Durante un momento permanecimos sentados sobre el piso de goma, cobrando fuerzas para una nueva tentativa, con la que tuvimos mejor suerte. Para gran disgusto de John, el resto de su familia lo pasó mucho mejor que él.

No podíamos irnos del hotel sin ver uno de sus detalles más importantes. El piso «Gravedad completa» contaba con una piscina de natación cuya fama había cundido por todo el sistema solar.

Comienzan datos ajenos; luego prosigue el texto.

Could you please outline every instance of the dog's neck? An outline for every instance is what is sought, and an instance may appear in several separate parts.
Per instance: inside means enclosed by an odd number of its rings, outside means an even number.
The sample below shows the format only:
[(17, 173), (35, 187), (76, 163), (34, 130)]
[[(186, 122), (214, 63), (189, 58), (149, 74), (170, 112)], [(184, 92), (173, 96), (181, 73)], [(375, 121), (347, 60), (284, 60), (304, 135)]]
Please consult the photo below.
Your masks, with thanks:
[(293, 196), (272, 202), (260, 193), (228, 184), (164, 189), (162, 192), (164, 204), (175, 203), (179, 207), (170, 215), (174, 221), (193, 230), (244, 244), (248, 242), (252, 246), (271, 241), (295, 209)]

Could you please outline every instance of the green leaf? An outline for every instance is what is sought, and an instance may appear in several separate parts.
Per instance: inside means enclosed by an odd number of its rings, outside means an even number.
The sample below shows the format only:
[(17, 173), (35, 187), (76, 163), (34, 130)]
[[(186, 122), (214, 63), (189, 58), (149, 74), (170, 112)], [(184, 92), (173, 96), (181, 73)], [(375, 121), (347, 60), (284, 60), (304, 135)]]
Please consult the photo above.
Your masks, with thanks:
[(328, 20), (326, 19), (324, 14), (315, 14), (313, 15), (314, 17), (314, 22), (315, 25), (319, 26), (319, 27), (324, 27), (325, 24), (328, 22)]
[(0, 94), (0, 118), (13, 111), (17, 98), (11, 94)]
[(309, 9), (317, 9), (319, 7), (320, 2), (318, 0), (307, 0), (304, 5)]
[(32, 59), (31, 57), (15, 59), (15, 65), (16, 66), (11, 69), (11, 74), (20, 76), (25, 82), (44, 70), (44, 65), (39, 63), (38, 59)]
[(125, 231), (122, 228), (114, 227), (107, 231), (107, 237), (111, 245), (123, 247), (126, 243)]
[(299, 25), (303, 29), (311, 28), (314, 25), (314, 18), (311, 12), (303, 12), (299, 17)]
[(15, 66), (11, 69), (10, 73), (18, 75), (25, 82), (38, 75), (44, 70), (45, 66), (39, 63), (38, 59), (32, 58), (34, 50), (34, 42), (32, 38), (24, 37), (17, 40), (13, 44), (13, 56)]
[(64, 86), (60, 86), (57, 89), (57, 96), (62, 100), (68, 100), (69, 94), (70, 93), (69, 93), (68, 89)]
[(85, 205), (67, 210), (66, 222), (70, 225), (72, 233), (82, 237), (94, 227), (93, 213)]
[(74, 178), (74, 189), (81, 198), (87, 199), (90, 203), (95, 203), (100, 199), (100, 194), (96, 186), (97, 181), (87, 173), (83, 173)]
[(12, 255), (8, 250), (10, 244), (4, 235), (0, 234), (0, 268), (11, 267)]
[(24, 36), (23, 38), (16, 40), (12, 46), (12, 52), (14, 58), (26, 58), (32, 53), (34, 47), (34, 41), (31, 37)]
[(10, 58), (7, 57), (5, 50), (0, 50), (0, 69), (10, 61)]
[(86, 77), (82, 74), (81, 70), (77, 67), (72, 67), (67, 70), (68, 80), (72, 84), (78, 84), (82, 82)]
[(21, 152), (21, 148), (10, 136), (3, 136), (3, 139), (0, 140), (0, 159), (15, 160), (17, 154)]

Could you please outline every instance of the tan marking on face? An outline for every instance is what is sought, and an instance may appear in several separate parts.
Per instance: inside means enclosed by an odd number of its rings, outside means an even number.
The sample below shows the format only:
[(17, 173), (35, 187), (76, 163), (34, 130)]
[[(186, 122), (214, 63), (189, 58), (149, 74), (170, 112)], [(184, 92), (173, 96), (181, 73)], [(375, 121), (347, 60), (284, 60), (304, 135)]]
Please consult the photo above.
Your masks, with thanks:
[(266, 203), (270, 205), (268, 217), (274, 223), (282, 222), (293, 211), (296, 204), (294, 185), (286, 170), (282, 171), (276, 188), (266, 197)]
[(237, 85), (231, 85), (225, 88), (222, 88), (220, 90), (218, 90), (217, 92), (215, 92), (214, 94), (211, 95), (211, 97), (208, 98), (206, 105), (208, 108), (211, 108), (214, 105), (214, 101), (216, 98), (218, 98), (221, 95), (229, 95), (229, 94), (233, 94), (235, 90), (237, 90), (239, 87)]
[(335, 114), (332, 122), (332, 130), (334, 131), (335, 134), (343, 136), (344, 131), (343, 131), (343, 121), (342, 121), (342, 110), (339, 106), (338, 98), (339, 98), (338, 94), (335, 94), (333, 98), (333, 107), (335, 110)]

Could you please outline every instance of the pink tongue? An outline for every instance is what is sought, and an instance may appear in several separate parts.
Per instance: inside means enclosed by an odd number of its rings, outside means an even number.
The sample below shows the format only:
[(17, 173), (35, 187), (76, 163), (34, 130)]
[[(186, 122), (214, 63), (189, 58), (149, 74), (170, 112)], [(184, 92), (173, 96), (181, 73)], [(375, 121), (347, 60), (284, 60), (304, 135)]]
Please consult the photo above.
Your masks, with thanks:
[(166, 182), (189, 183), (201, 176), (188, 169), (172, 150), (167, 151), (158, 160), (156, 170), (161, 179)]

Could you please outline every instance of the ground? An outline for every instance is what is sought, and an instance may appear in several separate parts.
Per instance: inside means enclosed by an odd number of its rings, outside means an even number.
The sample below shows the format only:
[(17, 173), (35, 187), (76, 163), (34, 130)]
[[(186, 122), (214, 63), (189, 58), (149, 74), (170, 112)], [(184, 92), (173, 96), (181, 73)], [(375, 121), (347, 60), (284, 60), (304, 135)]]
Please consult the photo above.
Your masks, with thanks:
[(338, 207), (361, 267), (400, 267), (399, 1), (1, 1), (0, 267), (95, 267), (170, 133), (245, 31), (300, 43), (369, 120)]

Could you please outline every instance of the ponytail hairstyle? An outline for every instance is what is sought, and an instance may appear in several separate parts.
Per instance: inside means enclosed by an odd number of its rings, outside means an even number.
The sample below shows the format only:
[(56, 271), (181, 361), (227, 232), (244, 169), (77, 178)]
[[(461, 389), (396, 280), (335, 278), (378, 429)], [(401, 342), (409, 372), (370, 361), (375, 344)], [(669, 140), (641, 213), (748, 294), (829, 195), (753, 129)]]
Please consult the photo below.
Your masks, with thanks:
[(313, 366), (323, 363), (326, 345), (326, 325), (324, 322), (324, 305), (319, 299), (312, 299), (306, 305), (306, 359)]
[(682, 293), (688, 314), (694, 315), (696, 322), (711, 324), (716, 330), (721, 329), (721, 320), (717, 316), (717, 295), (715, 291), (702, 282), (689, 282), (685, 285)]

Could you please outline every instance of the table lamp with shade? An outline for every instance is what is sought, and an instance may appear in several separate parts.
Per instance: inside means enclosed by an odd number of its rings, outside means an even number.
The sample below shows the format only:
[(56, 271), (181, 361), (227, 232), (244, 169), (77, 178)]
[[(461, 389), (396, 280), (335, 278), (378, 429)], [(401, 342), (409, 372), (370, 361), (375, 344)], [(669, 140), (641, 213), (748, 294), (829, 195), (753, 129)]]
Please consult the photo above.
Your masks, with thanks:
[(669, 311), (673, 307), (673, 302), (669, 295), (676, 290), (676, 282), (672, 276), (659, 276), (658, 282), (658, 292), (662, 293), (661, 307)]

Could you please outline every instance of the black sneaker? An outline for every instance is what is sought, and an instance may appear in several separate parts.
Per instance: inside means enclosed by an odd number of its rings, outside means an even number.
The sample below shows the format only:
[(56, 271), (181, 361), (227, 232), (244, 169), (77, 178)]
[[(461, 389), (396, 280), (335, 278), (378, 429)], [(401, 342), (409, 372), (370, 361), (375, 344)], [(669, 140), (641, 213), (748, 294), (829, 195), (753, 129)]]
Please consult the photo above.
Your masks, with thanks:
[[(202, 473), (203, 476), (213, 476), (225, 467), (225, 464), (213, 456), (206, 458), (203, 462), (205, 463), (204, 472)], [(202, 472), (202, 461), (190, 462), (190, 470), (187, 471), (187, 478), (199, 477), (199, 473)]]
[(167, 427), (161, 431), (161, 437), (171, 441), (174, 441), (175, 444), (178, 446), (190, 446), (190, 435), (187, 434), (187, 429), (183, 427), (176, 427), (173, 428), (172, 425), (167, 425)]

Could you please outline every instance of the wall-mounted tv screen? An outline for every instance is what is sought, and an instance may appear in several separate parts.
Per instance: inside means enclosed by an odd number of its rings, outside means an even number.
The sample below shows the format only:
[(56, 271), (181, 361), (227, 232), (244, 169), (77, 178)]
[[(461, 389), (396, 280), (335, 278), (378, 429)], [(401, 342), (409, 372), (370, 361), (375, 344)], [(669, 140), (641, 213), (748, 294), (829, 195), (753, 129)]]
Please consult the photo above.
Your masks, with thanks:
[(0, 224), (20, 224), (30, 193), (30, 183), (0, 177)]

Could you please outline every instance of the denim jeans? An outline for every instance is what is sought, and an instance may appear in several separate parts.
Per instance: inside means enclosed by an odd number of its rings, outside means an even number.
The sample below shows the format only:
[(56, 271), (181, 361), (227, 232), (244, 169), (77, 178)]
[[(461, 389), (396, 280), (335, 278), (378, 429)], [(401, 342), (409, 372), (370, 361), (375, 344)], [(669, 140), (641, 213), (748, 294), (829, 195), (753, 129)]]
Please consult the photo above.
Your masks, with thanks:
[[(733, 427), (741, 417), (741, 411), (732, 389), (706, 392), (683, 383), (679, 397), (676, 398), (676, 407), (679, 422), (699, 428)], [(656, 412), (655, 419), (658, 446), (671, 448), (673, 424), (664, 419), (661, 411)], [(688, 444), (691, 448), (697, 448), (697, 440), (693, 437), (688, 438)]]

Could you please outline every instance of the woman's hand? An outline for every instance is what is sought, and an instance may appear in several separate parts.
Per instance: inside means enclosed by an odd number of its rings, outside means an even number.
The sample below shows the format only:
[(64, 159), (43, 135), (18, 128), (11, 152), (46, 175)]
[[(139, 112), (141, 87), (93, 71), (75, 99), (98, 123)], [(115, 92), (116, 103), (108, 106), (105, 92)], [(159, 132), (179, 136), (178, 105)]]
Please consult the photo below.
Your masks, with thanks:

Era famosa por no ser recta su superficie. Como he explicado, debido a que la «gravedad» de la estación era causada por su movimiento giratorio, la vertical de cualquier punto señalaba hacia el eje central. Por lo tanto, cualquier masa de agua libre tenía una superficie cóncava que imitaba la forma de un cilindro hueco.

No pudimos resistir a la tentación de meternos en la piscina, y no sólo porque al flotar soportaríamos mejor nuestro peso. Aunque me había acostumbrado a ver muchas cosas raras en el espacio, me resultó extraordinario estar con la cabeza sobre la superficie del agua y mirar a lo largo de la superficie. En una dirección, paralela al eje de la estación, la superficie era perfectamente recta; pero en la otra se curvaba hacia arriba en ambos lados. Más aun, al borde de la piscina, el nivel del agua estaba mas alto que mi cabeza, de modo que tuve la impresión de flotar dentro de una gran ola inmovilizada y temí que en cualquier momento descendiera el líquido al allanarse la superficie. Mas no sucedió así, pues la situación era normal en aquel extraño campo gravitacional.

No pudimos quedarnos en la piscina todo lo que hubiéramos querido, pues poco después comenzaron a llamarnos por los altavoces y me hice cargo de que llegaba el momento de partir. Se pedía a los pasajeros que prepararan su equipaje y se reunieran en el vestíbulo principal de la estación. Sabía yo que los colonizadores proyectaban una especie de fiesta de despedida, y aunque la misma no me concernía, me interesó el hecho lo bastante como para participar de la reunión. Luego de hablar con los Moore, había comenzado a tenerles mucho afecto y a comprender mejor sus puntos de vista.

Fue algo melancólica la reunión que se efectuó unos minutos después, y sus asistentes no eran ya los colonizadores arrojados que exploraran un nuevo mundo. Comprendían que muy pronto estarían divididos en un planeta extraño, entre millones de otros seres humanos que vivían de manera muy diferente a la de ellos. Toda su charla de «volver al hogar» parecía no tener objeto, y ahora sentían nostalgia por el planeta Marte.

Al escuchar sus despedidas y conversaciones, tuve que compadecerlos un poco…, y también me compadecí a mí mismo, pues en pocas horas me despediría yo también del espacio infinito.